- Three New York-based contractor groups plus the New York State Conference of Mayors and Municipal Officials have asked Transportation Secretary Pete Buttigieg to use the DOT's regulatory authority to do away with the state's Scaffold Law for contractors performing work on the $11.6 billion Hudson River Tunnel construction project. The three contractor groups are the Minority & Women Contractors & Developers Association, the Associated General Contractors of New York State and the General Contractors Association of New York.
- Last week, the groups sent a letter claiming that the regulation, which assigns "absolute liability" to property owners and contractors for any gravity-related injury, will add between $180 million and $300 million to the project's costs. The groups said that the big payouts from Scaffold Law-related lawsuits have pushed the cost of liability insurance up, driven insurers out of the market and even added $200 million to the cost of the new Mario Cuomo Bridge.

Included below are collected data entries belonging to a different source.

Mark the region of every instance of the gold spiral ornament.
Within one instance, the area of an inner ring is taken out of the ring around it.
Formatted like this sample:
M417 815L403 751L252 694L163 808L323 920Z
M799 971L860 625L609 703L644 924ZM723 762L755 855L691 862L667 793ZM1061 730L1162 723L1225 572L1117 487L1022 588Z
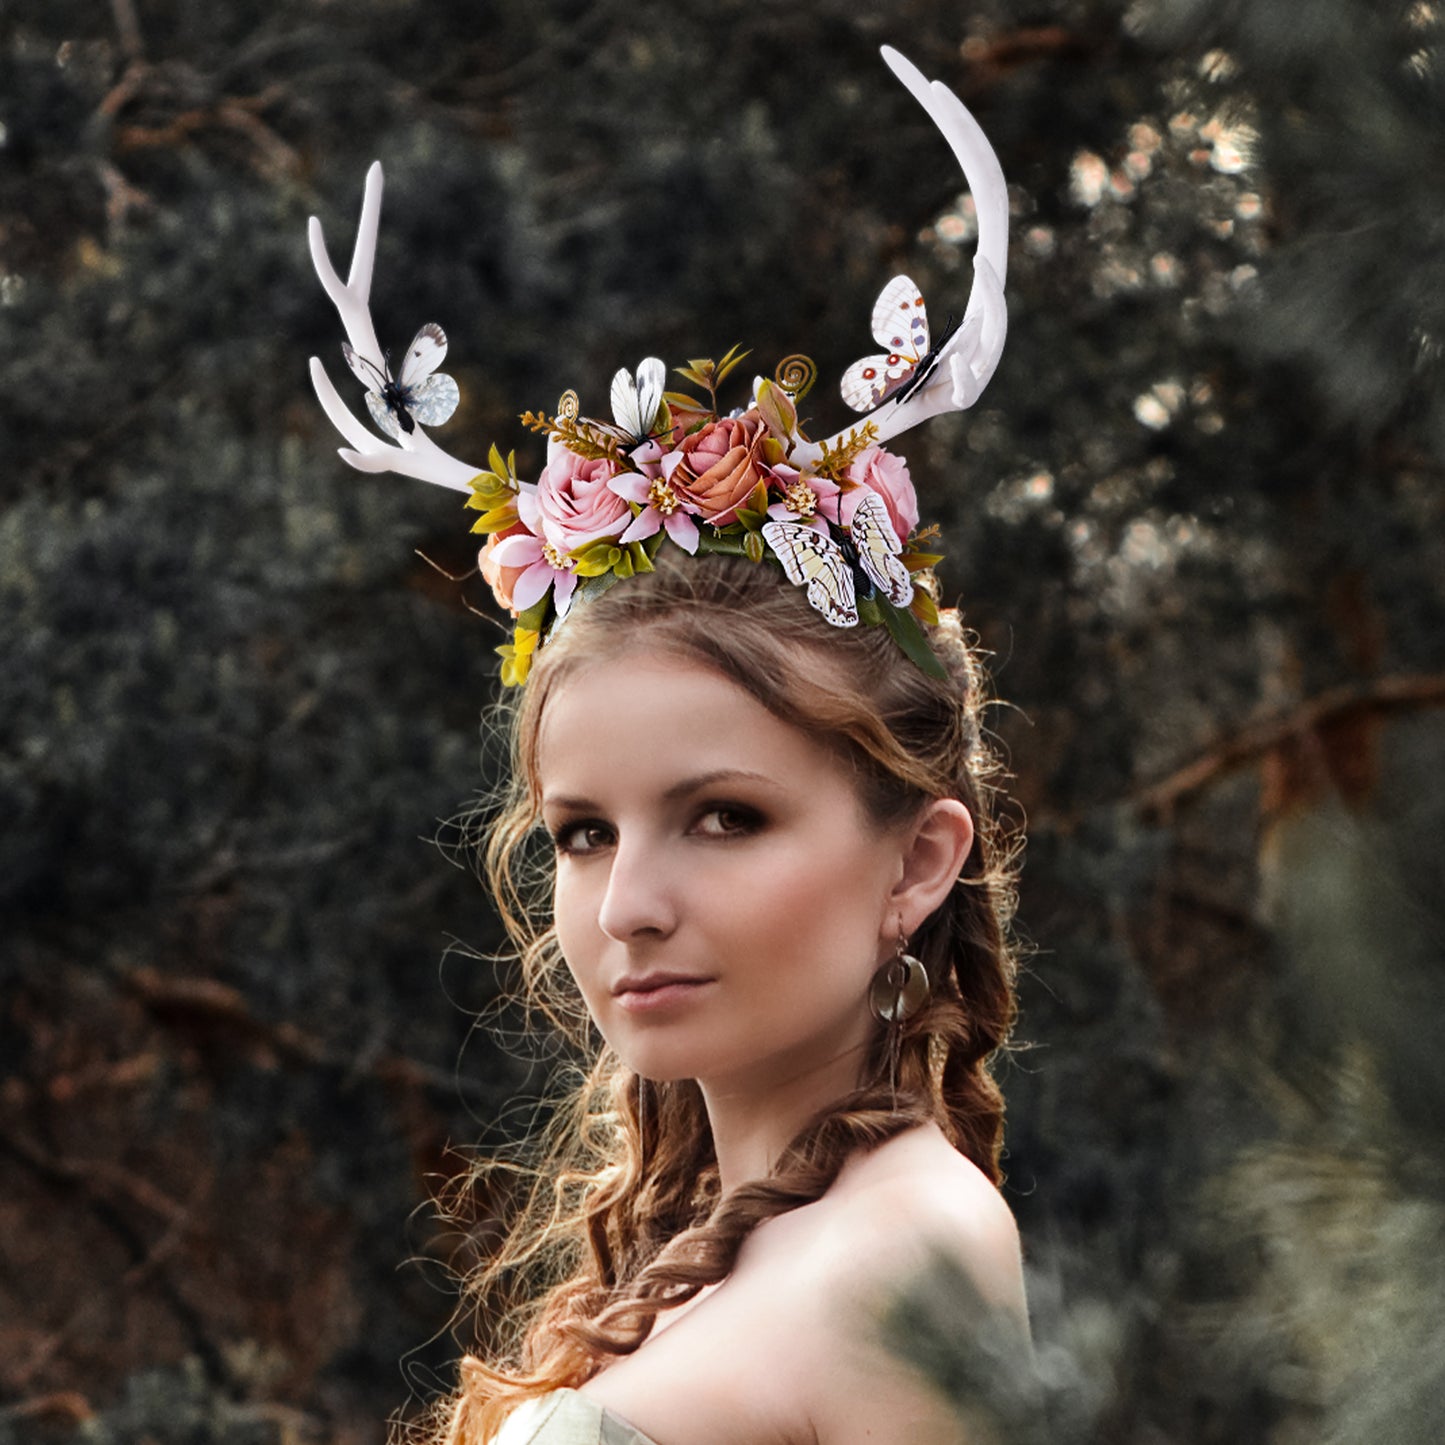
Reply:
M582 398L575 391L564 391L557 400L557 420L576 421L582 415Z
M773 380L783 388L794 401L801 401L812 390L818 379L818 366L811 356L801 352L785 356L773 372Z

- They said that the law should be replaced with a comparative negligence standard, which other states use to determine liability in the case of an injury. The DOT, they said, should mandate the comparative negligence standard for any project receiving federal grants.
A 75-member group calling itself the Scaffold Law Reform Coalition, which includes the Associated Builders and Contractors, the New York State Builders Association and the Hoisting and Scaffolding Trade Association, made a similar appeal last year to New York Gov. Andrew Cuomo and echoed the same concerns, such as the cost of liability insurance and the extra cost to taxpayers.
A 2017 Common Good report estimated that the Scaffold Law added $785 million to New York public projects.
One of the biggest beefs that critics have about the law is that contractors and developers are financially responsible for falls even if an accident is caused by the injured employee's actions.
The Scaffold Law is not without its supporters though. The New York Committee for Occupational Safety and Health maintains that the regulation protects workers who perform the most dangerous jobs in construction. Falls, according to OSHA, are the leading cause of construction deaths.
The committee also says that contractors only have liability for fall injuries if they do not provide the proper safety equipment or violate safety and health regulations. In addition, NYCOSH suggested that insurance companies allow an evaluation of their records so that it can be determined if the Scaffold Law is really behind rising policy prices.
Last month, Buttigieg told lawmakers that the tunnel replacement and repair project between New York and New Jersey will be a priority for President Joe Biden's administration. The existing tunnel was damaged by saltwater intrusion during Superstorm Sandy in 2012.